Father did this not because the church expected it of him, but as penance. He knew his naked faith scared or offended most decent suburban folk, and banged his head against their repulsion as a way of demonstrating his total commitment to his God. Sometimes he volunteered to help with yardwork or chores in return for a shared prayer vigil. They drank beer and laughed at him as he raked their lawns, and never warmed to his faith.

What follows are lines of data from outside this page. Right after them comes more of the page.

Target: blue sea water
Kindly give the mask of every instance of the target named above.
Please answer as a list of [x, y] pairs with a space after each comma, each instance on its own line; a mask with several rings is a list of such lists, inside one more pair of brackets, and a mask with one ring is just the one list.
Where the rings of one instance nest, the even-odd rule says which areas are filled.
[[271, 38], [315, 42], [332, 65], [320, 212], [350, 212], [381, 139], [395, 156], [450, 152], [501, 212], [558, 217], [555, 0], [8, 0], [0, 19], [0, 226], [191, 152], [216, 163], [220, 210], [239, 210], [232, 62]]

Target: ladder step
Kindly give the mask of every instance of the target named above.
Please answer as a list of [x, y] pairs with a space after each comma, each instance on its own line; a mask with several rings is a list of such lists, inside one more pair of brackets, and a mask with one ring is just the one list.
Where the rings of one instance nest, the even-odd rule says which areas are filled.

Jubal didn’t seem to care, or else he buried it so deep that it only came out as a more intense, angry silence.
Why he brought Caleb, when it was clear his son had other things on his mind, had taken longer to unravel, but with nothing but church pamphlets and his pocket Bible to read, he’d had a lifetime of Saturdays to mull it over. God did not speak to Caleb as He had to Jubal, who heard the Lord with such stunning intensity that he’d been committed twice. Surely Caleb, with his mumbled, cracking prayers and sweaty, fidgeting hands, could only spook the heathens and queer the pitch.
Father had no hope of kindling a torch of faith in his son, who’d been ruined by public school, but dragged him through the godforsaken backwaters of their neighborhood to peek into the homes of strangers and show him how they lived without God in their lives—the hangovers, the neglected children, the smut coming out of the TV. Never did the endless, episodic lecture turn to why the godless houses were larger and nicer than theirs, or why the sinners who lived in them had better jobs and were still married, and home on Saturday with squeaky-clean consciences.

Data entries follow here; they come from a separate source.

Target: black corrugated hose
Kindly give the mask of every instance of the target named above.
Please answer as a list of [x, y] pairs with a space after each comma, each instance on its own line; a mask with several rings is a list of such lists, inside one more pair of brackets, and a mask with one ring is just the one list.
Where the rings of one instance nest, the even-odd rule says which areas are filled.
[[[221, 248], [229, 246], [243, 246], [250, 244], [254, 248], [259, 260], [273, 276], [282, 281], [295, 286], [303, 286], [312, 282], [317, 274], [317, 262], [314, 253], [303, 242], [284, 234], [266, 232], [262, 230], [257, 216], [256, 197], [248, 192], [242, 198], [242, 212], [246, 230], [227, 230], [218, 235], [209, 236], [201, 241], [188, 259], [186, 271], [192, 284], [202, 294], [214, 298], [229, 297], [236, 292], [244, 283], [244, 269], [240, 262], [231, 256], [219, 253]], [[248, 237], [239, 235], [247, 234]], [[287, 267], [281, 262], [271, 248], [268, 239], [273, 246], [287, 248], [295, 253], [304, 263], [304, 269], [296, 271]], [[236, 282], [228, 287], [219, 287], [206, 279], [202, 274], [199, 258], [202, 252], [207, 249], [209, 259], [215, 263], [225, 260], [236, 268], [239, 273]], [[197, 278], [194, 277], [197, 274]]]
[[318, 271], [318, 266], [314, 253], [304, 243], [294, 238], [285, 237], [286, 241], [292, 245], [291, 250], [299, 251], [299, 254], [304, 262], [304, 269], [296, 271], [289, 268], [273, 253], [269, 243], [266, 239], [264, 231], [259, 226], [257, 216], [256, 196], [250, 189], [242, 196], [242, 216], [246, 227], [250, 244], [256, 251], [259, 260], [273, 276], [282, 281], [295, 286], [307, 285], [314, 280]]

On rainy days, they rode in the old Pacer with the leaky moon roof, but on sunny summer days like this, Father brought an extra sheaf of pamphlets. They started in their own neighborhood, and walked until every pamphlet had been delivered.
As he limped the last mile of their route on this blistering late August day, with his feet swollen halfway out of his cheap brown shoes and the grubby canvas pamphlet bag chafing the calluses around his wrist, Caleb daydreamed about the Pacer with its AC that blew only smoky engine heat, windows that only rolled halfway down, broken bumper festooned with embarrassing bumper stickers—MY GOD IS AN AWESOME GOD; FOLLOW ME TO SALVATION; HAVE YOU HEARD THE WORD MADE FLESH?
He dreamed of Father actually making just one sincere convert, and ascending bodily up to Heaven like the Prophets of old, or maybe just chucking the pamphlets in the gutter and leaving Caleb in front of a bar. Either would be fine.
Caleb despised the Mormons who breezed past them on their ten-speeds, wind ballooning their short-sleeve white shirts out behind them.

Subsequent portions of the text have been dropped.